By now Daisy was desperate to jump on the ‘open systems’ bandwagon. It approached Sun Microsystem and the two came up with a ‘compromise’: the Sun 386i workstation. As the name suggests, the Sun 386i was based on the Intel 386i processor. Porting Daisy’s CAE application to this platform was much easier, since the code could remain Intel processor specific. Another major ‘porting’ effort resulted in the launch of Daisy’s “open system” solution on the Sun 386i.
It was another major failure. Sun Microsystems previously announced it will develop its own processor architecture – the SPARC. Its main workstation line started using the SPARC processor. It didn’t take rocket science for customers to understand that the 386i was a sidetrack for Sun.

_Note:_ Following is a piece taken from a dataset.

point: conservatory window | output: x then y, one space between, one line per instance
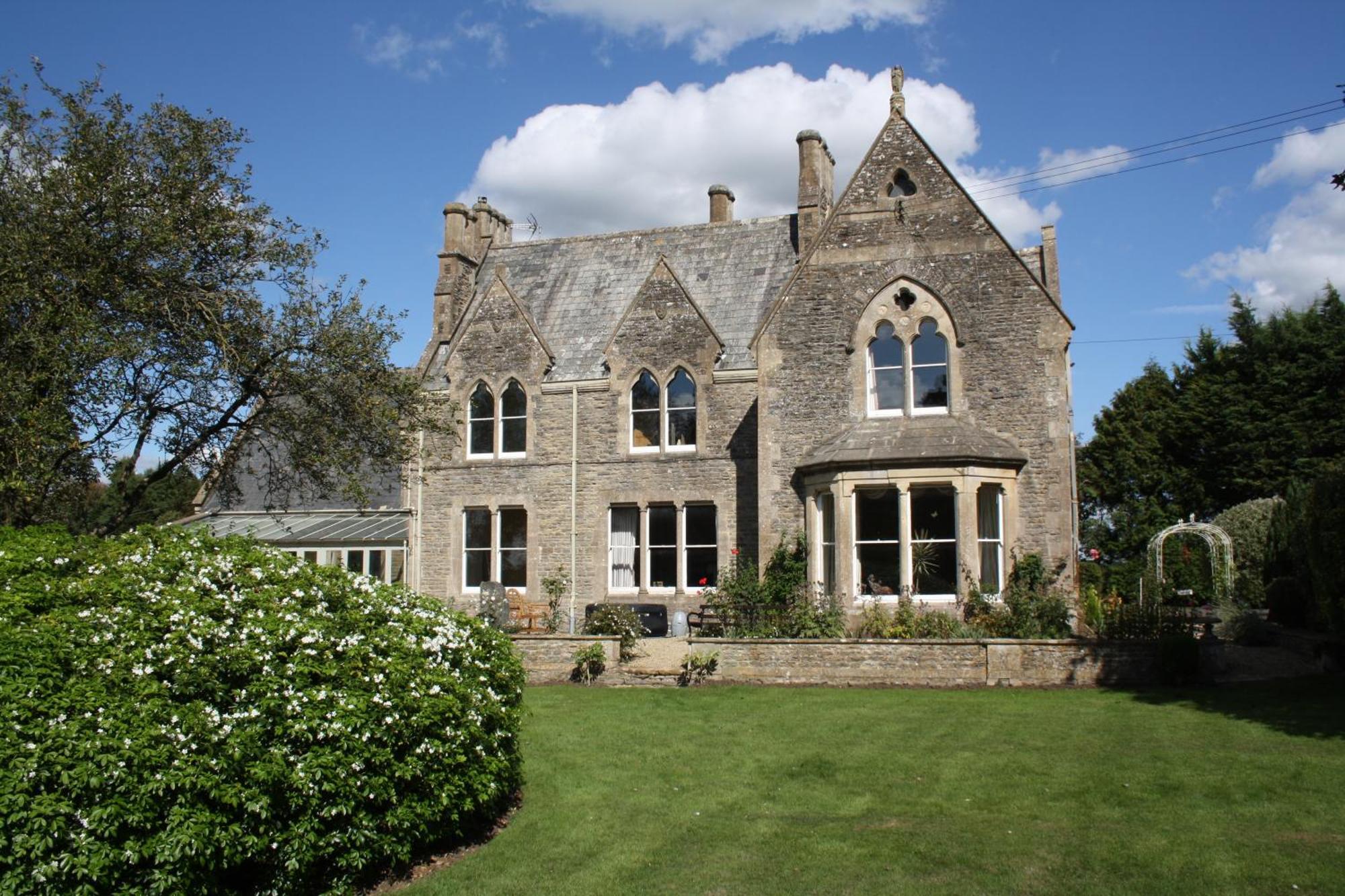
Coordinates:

And nobody wants to buy a computer system that is a “sidetrack”. The Sun 386i failed.
It was only after two major iterations, each consuming significant resources and time that Daisy Systems finally caught up with the market. It eventually launched its CAE application suite on a true open system – a SPAR based Sun platform running the UNIX operating system.
But it was too late and the company lost its momentum. The superfluous platform releases cost time, engineering resources and money. They were done at the expense of developing competitive applications and new features. Daisy never made it back to the top. A series of failed attempts to recapture market share resulted failed acquisitions and eventually led to bankruptcy.
This is not a story about villains or morons. Daisy had many bright, hardworking individuals who did their best for the company to succeed. To me it was an example of misinterpreting a key customer requirement and failing to embrace a market trend. It can happen to the best of us, if we’re not careful. I personally took a few lessons from this:
– Listen carefully: to what customers have to say and what the market trends are. Missing a key requirement, or worse – misinterpreting it, can be catastrophic.
– Identify pivotal requirements: while you may end up collecting dozens or hundreds of customer requirements, you must identify the ones that will ‘make or break’ your business. Make sure those are addressed first.
– Make hard choices: compromises are fine, most of the time. But there are moments when you need to make hard choices – make them. It may involve “betting the company” or the product, but avoiding a hard choice will doom your product or you’re your company.
I believe you can learn a lot from mistakes (yours or others). It took many years for me to internalize and accept the “failure” I experienced at Daisy; too many years. In hindsight, Daisy was a great learning experience for me. Many of the skills I developed as a product manager were first used at Daisy. The “fear of failure” is something we all need to learn how to live with. Especially since as product managers we are tasked with making decisions that can be fatal to the product we manage. Indeed, companies and products can fail, but if this is all you can think of – you should find another job. I comfort myself with the knowledge that avoiding a choice is much worse than making a bad one, and then try to make the best choices I can.